Exposures estimations for multiple samples from the same patient. a Patient 99, variability intervals obtained by bootstrapping sample 4. b Patient 69, variability intervals obtained by bootstrapping sample 4. In both cases, 1000 re-sampling realisations of each catalogue have been used by bootstrapping

If we postulate that boostrapping can provide estimates to exposure variability, then the bootstrapping intervals computed from the different samples should largely overlap, and the overlap should contain the original exposures’ estimation values. To test this hypothesis, we have computed, for each patient and each signature, the intersection of the exposure range obtained by bootstrapping from all samples. We have then asked whether any exposure estimated for individual samples fell outside of this range. This happens only for signature 27 (patients 69 & 80) and 5 (patient 99).
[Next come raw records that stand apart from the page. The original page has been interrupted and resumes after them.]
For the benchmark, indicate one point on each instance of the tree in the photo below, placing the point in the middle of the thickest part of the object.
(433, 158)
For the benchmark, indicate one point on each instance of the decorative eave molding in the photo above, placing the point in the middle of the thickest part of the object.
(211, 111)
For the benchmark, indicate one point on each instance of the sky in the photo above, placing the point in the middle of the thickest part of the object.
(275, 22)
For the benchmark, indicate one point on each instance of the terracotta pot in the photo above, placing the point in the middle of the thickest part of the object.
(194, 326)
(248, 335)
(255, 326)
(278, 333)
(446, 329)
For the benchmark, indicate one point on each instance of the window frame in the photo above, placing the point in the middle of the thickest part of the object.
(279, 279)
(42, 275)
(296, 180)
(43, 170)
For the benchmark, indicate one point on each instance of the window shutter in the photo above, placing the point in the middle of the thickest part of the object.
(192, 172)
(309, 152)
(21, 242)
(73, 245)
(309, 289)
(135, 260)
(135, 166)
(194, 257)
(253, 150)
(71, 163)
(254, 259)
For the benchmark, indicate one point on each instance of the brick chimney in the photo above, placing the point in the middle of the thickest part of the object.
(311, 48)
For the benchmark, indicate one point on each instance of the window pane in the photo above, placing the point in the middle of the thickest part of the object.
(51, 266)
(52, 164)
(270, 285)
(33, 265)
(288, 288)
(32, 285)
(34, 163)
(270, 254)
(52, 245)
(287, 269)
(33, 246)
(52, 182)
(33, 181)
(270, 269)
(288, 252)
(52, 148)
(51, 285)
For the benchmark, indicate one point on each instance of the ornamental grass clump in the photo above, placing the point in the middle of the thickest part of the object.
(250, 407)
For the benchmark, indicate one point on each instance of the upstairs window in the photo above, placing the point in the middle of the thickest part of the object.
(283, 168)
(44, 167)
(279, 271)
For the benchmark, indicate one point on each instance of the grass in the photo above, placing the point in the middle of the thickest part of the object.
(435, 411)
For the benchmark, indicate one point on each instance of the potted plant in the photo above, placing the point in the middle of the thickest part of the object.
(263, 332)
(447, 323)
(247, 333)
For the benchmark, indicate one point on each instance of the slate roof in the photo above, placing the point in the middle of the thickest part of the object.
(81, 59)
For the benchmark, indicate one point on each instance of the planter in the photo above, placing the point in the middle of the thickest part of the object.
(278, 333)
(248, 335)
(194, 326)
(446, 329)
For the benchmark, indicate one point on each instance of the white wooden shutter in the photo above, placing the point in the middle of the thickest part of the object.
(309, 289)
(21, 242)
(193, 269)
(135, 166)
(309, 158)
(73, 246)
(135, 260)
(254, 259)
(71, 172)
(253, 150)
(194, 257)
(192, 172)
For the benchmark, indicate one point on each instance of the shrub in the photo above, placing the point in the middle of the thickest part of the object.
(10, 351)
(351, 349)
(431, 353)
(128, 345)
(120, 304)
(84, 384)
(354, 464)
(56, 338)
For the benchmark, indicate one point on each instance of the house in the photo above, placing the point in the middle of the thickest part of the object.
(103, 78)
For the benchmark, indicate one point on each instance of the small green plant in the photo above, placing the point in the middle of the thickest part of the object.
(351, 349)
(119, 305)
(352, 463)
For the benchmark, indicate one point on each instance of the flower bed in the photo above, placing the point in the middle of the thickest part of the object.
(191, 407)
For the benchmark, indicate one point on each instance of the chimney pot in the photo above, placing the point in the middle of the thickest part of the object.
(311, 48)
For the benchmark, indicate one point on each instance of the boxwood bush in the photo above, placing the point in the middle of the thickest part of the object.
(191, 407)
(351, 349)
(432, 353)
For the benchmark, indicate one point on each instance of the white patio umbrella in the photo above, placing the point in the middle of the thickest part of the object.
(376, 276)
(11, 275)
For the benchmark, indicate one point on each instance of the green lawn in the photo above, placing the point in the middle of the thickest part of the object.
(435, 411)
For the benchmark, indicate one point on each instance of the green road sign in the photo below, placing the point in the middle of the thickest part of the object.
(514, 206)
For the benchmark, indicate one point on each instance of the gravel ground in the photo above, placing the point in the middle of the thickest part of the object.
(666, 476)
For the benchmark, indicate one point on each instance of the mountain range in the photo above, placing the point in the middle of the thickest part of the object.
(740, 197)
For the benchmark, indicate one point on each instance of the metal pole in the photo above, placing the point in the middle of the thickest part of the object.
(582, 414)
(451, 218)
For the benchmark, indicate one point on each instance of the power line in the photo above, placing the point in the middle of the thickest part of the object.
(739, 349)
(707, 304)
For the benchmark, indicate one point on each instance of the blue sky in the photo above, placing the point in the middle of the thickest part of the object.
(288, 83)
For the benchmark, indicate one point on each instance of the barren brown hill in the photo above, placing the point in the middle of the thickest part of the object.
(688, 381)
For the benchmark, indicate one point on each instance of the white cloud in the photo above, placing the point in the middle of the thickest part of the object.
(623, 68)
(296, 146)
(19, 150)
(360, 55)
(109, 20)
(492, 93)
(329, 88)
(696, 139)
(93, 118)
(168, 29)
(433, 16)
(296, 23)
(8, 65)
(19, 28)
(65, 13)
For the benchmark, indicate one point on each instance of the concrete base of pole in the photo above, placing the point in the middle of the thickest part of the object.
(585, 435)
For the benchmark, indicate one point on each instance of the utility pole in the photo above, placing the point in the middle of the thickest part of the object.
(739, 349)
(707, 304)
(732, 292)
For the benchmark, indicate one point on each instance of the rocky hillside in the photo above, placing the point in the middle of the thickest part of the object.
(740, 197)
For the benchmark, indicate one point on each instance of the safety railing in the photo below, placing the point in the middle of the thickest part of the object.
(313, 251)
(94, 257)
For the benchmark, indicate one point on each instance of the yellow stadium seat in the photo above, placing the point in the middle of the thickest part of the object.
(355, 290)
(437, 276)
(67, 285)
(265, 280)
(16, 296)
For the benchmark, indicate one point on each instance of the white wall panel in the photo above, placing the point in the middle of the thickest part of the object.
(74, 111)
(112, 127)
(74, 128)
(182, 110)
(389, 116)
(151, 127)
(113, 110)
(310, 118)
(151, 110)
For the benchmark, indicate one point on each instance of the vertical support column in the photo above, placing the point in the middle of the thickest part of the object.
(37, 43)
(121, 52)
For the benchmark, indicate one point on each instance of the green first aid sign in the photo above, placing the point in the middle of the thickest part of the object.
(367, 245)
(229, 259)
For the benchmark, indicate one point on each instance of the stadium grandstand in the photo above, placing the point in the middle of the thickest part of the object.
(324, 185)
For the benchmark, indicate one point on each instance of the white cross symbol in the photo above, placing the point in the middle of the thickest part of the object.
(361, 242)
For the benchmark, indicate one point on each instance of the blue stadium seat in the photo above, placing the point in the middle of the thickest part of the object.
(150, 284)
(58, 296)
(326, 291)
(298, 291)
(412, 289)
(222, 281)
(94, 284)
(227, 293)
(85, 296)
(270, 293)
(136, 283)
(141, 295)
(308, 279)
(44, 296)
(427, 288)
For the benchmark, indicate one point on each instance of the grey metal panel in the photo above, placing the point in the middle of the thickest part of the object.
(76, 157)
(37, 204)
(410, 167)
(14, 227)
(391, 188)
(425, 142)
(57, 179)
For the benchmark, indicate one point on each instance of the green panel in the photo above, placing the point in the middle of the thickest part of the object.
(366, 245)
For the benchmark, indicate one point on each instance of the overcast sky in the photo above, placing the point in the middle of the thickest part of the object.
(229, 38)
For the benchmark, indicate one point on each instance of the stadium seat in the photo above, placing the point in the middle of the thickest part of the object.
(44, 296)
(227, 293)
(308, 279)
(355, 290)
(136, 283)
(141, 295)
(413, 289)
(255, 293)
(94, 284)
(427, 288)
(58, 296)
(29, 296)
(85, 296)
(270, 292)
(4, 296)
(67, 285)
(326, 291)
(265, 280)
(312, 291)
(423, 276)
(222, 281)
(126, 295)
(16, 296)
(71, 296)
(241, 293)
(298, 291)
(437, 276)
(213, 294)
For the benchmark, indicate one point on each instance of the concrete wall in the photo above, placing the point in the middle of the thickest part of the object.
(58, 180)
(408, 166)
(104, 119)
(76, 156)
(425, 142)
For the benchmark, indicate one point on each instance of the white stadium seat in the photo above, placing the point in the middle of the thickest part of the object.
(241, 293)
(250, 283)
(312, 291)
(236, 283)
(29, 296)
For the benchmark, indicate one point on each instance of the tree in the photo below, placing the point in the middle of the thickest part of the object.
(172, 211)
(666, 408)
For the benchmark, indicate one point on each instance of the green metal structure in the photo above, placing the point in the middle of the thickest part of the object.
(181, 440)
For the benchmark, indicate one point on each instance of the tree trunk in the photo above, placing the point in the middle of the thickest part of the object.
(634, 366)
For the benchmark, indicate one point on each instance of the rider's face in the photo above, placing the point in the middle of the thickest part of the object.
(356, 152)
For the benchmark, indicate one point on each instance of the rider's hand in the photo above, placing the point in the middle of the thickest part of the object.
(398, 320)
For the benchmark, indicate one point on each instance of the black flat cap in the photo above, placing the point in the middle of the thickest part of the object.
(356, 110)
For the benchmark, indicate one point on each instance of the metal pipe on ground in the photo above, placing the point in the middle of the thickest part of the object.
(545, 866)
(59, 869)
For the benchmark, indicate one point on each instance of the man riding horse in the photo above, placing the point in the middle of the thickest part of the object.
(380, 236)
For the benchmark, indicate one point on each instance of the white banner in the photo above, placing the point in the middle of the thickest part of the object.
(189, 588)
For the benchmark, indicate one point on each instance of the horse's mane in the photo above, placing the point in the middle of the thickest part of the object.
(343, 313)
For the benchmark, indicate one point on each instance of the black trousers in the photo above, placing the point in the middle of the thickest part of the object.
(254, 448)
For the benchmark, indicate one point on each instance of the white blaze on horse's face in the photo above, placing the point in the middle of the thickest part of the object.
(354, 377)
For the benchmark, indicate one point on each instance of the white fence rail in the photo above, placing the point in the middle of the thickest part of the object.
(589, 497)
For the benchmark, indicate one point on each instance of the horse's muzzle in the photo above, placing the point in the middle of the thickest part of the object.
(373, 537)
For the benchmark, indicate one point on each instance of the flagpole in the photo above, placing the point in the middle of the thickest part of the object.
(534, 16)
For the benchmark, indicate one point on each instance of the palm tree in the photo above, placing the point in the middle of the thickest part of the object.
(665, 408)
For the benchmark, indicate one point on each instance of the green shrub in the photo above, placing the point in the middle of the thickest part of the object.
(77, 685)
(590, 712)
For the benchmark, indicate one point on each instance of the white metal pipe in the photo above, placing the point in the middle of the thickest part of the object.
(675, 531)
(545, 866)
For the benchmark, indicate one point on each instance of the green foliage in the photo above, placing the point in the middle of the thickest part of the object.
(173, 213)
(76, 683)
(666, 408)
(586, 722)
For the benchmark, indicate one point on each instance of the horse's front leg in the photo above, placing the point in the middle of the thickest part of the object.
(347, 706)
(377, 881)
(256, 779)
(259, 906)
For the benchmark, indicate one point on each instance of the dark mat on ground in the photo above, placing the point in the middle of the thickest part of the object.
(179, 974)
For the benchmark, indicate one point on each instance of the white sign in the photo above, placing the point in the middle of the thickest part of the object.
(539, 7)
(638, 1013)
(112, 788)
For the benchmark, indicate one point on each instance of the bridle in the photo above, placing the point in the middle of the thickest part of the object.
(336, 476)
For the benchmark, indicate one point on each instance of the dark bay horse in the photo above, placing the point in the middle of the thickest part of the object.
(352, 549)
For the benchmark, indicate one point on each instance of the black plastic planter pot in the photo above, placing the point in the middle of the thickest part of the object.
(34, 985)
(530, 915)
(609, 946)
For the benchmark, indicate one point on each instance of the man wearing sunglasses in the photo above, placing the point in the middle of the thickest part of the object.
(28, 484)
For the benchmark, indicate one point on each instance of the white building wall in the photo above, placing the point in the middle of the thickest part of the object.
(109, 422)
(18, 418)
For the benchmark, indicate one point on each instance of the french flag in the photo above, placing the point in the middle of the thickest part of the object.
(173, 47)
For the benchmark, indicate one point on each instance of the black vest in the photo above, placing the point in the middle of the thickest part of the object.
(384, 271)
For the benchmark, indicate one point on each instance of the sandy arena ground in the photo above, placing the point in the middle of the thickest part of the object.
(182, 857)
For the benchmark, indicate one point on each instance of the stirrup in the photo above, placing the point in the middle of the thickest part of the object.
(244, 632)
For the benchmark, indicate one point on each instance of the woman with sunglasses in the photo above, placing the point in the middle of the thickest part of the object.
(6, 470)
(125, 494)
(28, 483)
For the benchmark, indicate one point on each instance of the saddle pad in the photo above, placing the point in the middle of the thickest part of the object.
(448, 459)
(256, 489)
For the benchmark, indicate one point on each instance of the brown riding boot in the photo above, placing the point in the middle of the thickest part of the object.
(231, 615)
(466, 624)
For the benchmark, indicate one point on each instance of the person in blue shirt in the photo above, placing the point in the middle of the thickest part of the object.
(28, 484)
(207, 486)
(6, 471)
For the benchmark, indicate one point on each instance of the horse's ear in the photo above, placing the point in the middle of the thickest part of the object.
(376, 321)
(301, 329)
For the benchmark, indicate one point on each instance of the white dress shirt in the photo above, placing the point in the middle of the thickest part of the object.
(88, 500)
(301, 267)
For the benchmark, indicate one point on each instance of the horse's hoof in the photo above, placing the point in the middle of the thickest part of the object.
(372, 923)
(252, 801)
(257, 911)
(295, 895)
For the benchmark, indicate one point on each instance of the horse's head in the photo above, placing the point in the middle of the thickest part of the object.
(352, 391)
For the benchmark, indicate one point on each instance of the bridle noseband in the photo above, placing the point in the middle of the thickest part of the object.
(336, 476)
In two out of three cases, the exposure estimation is higher than 0 (0.2% & 6%) for one sample, while the range is limited to 0 for another sample. In the third case, (signature 27 in patient 80), the exposure is estimated to be 2.49% in sample 2, while the bootstrapping range computed from sample 3 is between 0 and 2.43%. We conclude from these examples that in most cases, the boostrapping variability estimates can provide a proxy for the exposures’ variability due to clonal heterogeneity of mutational catalogues.

Across all patients, the contribution from unstable signatures vary considerably from one sample to the next, and there is more than 10% difference between estimates from the 4 samples for signatures 5, 9 & 16 for patient 69, and for signatures 3 & 16 for patient 99 (the corresponding signatures for patient 80 are 3, 5, 8 & 16). As for synthetic data, bootstrapping provides large variation estimate for those signatures: for signatures 5 & 16, the extreme values reached by bootstrapping differ by more than 30% for 10 out of the 13 samples. These difference appear to be compensating: across the 13 samples, the correlation between signatures 3 & 16 exposures is −0.75, the most negative correlation between all signature pairs. This observation supports the hypothesis that the unstable mutations can be explained almost equally well by their contributions. The complete set of exposures is found in Additional file 4. Signatures 6 & 10, often observed in colorectal cancers, are not present at high levels in any of the 13 samples analysed here. However, these signatures are associated with microsatellite instability (MSI) and mutations in POLE and the DNA repair mechanism [17]. Neither MSI nor POLE mutations were present in any of the 3 patients.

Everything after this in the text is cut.